Mi sorprendo a leggere un capitolo del nuovo Global financial stability report del Fondo monetario che racconta una cosa del tutto ovvia pure ai dilettanti come me, eppure evidentemente meritevole d’essere approfondita per ragioni che forse sono d’accademia e forse no: il peso specifico finanziario degli Usa e i suoi effetti in un mondo che sta sperimentando uno dei gradi più profondi di integrazione finanziaria della storia recente. In un momento in cui gli Usa hanno chiaramente fatto intendere che sono decisi a normalizzare la loro politica monetaria, dopo averla allentata come mai nella storia, la domanda fino a che punto un altro paese possa considerarsi immune da questa decisione – che poi è quella che si fa il Fmi – assume un’importanza strategica, specie in un mondo che si pregia di ospitare banche centrali indipendenti e governi sovrani. Quest’ultima caratteristica, in particolare, è il lievito ideale per le polemiche contemporanee. Quanto è sensato il sovranismo politico in un’epoca segnata da una globalizzazione finanziaria centrata sulla moneta di un singolo stato?

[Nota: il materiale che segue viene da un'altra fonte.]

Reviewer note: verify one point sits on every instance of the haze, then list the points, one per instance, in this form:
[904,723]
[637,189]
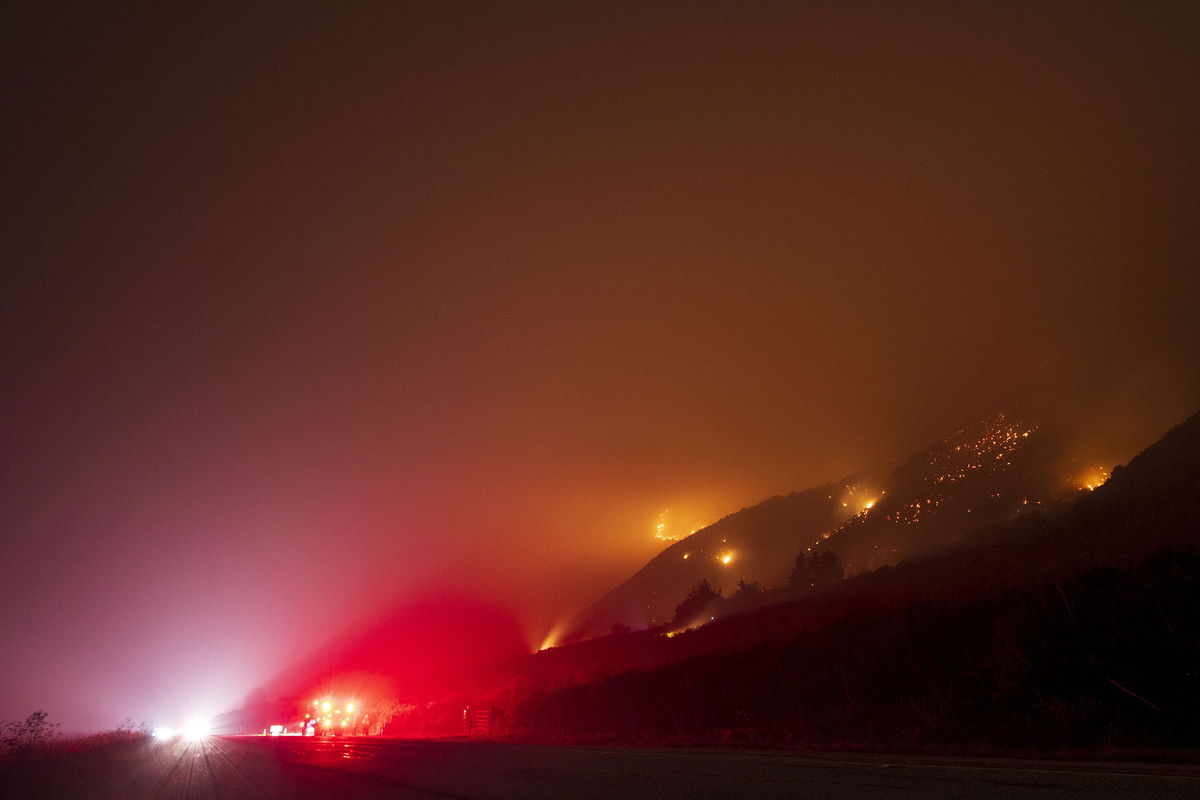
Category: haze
[313,310]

Rispondere scomoda questioni complesse che certo non possono essere esaurite nelle poche righe di un post. Perciò contentiamoci qui di scorrere l’analisi del Fmi che ha il pregio di mettercela tutta e inventare anche un indice per provare a quantificare in che modo l’elefante americano è capace di impattare sulla cristalleria globale adesso che il denaro è diventato più caro ed è destinato – salvo improvvisi (e preoccupanti) cambi d’opinione – a diventarlo ancor più in futuro. “La decisione della Fed di alzare i tassi di interesse – sottolinea il Fmi – aumenta i rendimenti sui beni degli Stati Uniti, e attrae capitali da altri paesi. Di conseguenza, i tassi di interesse in tali paesi possono salire, rendendo più difficile per i consumatori e le aziende a ottenere il credito di cui hanno bisogno per acquistare più beni o investire in nuovi macchinari. Questo potrebbe essere uno sviluppo sgradito in un paese che sta cercando di mantenere bassi gli oneri finanziari per combattere la disoccupazione, per esempio, o sostenere la crescita economica”. La globalizzazione finanziaria, come è stato scritto migliaia di volte, rischia di spiazzare l’economia reale, proprio in virtù della capacità che hanno i capitali di fluire liberamente dove meglio vengono remunerati e non necessariamente dove servono. Per questa ragione molti autori guardano con crescente interesse al ritorno dei controlli sui capitali.

Per provare a quantificare il grado reale di “penetrazione” della decisioni Usa nel resto dei paesi, il Fmi ha sviluppato un indice, aggregando diversi strumenti, secondo cui mentre è innegabile l’influenza degli Usa, è altrettanto vero che i paesi hanno un certo grado di libertà – non uguale per tutti ovviamente – che consente loro di farsi promotori di politiche individuali. “I nostri indici – scrive il Fmi – mostrano che gli eventi globali pesano tra il 20 e il 40 per cento delle condizioni locali in tutti i paesi, lasciando ai responsabili politici un notevole margine di manovra. Anche se i mercati finanziari sono più integrati, la capacità dei paesi di controllare le condizioni interne è diminuita solo lievemente nel corso degli ultimi due decenni”. Il problema semmai è che “la velocità e la forza con cui gli shock finanziari esterni tendono ad influenzare i mercati locali spesso rendono difficile per i responsabili politici reagire in modo tempestivo ed efficace”. La forza della globalizzazione, insomma, riposa nella debolezza di chi la subisce più che in se stessa. E probabilmente anche nel fatto che le contromisure sono assai più lente a rilasciare i propri effetti rispetto alle cause che le determinano.

Il peso degli Usa nel gioco globale viene osservato utilizzando un indice che abbiamo imparato a conoscere, il VIX, l’indice che misura la volatilità delle opzioni sul mercato di Chicago, che viene osservato in stretta correlazione con le condizioni finanziarie globali. Il Fmi osserva che la sensibilità alle oscillazioni Usa è assai più pronunciata per i paesi emergenti che per quelli avanzati e per questa ragione invita i primi a dotarsi di strumenti di controllo, come ad esempio mercati finanziari locali più profondi e una base di investitori locali capaci di compensare eventuali deflussi esteri. Che è come dire a un povero che dovrebbe diventare ricco per non patire la miseria. Se fossero in grado di non essere dipendenti dai flussi esterni di capitali, possibilmente denominati in dollari, non sarebbero paesi emergenti ad evidente sovranità limitata. Ma questo il Fmi non lo dice. Non è politically correct.